0

I am quite new to python.I have been thinking of making the below code to parellel calls where a list of doj values are formatted with help of lambda,

m_df[['doj']] = m_df[['doj']].apply(lambda x: formatdoj(*x), axis=1)

def formatdoj(doj):
    doj = str(doj).split(" ")[0]
    doj = datetime.strptime(doj, '%Y' + "-" + '%m' + "-" + "%d")
    return doj

Since the list has million records, the time it takes to format all takes a lot of time.

How to make parellel function call in python similar to Parellel.Foreach in c#?

kaarthick raman
  • 41
  • 1
  • 1
  • 3
  • 1
    Does this already answer your question? https://stackoverflow.com/questions/7207309/python-how-can-i-run-python-functions-in-parallel – Corey Taylor Jun 13 '18 at 08:32
  • 1
    Possible duplicate of [C# Parallel.Foreach equivalent in Python](https://stackoverflow.com/questions/29236642/c-sharp-parallel-foreach-equivalent-in-python) – ndrwnaguib Jun 13 '18 at 08:34

3 Answers3

1

I think that in your case using parallel computation is a bit of an overkill. The slowness comes from the code, not from using a single processor. I'll show you in some steps how to make it faster, guessing a bit that you're working with a Pandas dataframe and what your dataframe contains (please stick to SO guidelines and include a complete working example!!)

For my test, I've used the following random dataframe with 100k rows (scale times up to get to your case):

N=int(1e5)
m_df = pd.DataFrame([['{}-{}-{}'.format(y,m,d)]
                        for y,m,d in zip(np.random.randint(2007,2019,N),
                        np.random.randint(1,13,N),
                        np.random.randint(1,28,N))],
                    columns=['doj'])

Now this is your code:

tstart = time()
m_df[['doj']] = m_df[['doj']].apply(lambda x: formatdoj(*x), axis=1)
print("Done in {:.3f}s".format(time()-tstart))

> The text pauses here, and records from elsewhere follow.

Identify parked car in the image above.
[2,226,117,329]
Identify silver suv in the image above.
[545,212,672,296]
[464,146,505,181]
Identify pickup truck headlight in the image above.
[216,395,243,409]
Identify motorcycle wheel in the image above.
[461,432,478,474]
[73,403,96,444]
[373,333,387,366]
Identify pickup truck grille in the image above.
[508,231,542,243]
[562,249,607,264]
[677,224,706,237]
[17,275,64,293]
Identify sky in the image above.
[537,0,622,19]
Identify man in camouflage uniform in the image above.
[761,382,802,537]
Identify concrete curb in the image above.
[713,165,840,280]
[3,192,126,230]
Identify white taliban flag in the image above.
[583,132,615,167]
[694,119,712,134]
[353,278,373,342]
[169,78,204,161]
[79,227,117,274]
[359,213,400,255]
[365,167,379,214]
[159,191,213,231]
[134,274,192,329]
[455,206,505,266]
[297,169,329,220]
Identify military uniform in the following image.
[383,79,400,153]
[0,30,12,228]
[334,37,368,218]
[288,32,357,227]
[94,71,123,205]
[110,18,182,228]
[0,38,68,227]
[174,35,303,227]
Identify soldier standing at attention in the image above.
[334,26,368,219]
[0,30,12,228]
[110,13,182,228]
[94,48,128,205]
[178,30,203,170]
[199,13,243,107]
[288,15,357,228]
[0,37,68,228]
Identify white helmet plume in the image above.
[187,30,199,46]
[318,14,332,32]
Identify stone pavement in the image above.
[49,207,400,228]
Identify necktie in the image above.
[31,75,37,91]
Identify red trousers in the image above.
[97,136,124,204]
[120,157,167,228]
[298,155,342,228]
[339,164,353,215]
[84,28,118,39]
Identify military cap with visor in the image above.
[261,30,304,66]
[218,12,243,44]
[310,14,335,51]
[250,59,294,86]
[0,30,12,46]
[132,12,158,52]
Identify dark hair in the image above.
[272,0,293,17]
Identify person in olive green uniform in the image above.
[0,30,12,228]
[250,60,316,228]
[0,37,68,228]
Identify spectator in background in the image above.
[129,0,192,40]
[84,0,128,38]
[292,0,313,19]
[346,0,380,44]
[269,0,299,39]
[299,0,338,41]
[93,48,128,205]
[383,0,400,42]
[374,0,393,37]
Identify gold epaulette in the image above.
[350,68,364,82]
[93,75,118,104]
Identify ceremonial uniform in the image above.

On my machine it runs in around 5.1s. It has several problems. The first one is you're using dataframes instead of series, although you work only on one column, and creating a useless lambda function. Simply doing:

m_df['doj'].apply(formatdoj)

Cuts down the time to 1.6s. Also joining strings with '+' is slow in python, you can change your formatdoj to:

def faster_formatdoj(doj):
    return datetime.strptime(doj.split()[0], '%Y-%m-%d')
m_df['doj'] = m_df['doj'].apply(faster_formatdoj)

This is not a great improvement but does cut down a bit to 1.5s. If you need to join the strings for real (because e.g. they are not fixed), rather use '-'.join('%Y','%m','%d'), that's faster.

But the true bottleneck comes from using datetime.strptime a lot of times. It is intrinsically a slow command - dates are a bulky thing. On the other hand, if you have millions of dates, and assuming they're not uniformly spread since the beginning of humankind, chances are they are massively duplicated. So the following is how you should truly do it:

tstart = time()
# Create a new column with only the first word
m_df['doj_split'] = m_df['doj'].apply(lambda x: x.split()[0])
converter = {
    x: faster_formatdoj(x) for x in m_df['doj_split'].unique()
}
m_df['doj'] = m_df['doj_split'].apply(lambda x: converter[x])
# Drop the column we added
m_df.drop(['doj_split'], axis=1, inplace=True)
print("Done in {:.3f}s".format(time()-tstart))

This works in around 0.2/0.3s, more than 10 times faster than your original implementation.

After all this, if you still are running to slow, you can consider working in parallel (rather parallelizing separately the first "split" instruction and, maybe, the apply-lambda part, otherwise you'd be creating many different "converter" dictionaries nullifying the gain). But I'd take that as a last step rather than the first solution...

[EDIT]: Originally in the first step of the last code box I used m_df['doj_split'] = m_df['doj'].str.split().apply(lambda x: x[0]) which is functionally equivalent but a bit slower than m_df['doj_split'] = m_df['doj'].apply(lambda x: x.split()[0]). I'm not entirely sure why, probably because it's essentially applying two functions instead of one.

Marco Spinaci
  • 1,750
  • 15
  • 22
0

Your best bet is to use dask. Dask has a data_frame type which you can use to create this a similar dataframe, but, while executing compute function, you can specify number of cores with num_worker argument. this will parallelize the task

rawwar
  • 4,834
  • 9
  • 32
  • 57
0

Since I'm not sure about your example, I will give you another one using the multiprocessing library:

# -*- coding: utf-8 -*-
import multiprocessing as mp

input_list = ["str1", "str2", "str3", "str4"]

def format_str(str_input):
    str_output = str_input + "_test"
    return str_output

if __name__ == '__main__':
    with mp.Pool(processes = 2) as p:
        result = p.map(format_str, input_list)

    print (result)

Now, let's say you want to map a function with several arguments, you should then use starmap():

# -*- coding: utf-8 -*-
import multiprocessing as mp

input_list = ["str1", "str2", "str3", "str4"]

def format_str(str_input, i):
    str_output = str_input + "_test" + str(i)
    return str_output

if __name__ == '__main__':
    with mp.Pool(processes = 2) as p:
        result = p.starmap(format_str, [(input_list, i) for i in range(len(input_list))])

    print (result)

Do not forget to place the Pool inside the if __name__ == '__main__': and that multiprocessing will not work inside an IDE such as spyder (or others), thus you'll need to run the script in the cmd.

To keep the results, you can either save them to a file, or keep the cmd open at the end with os.system("pause") (Windows) or an input() on Linux.

It's a fairly simple way to use multiprocessing with python.

Mathieu
  • 5,410
  • 6
  • 28
  • 55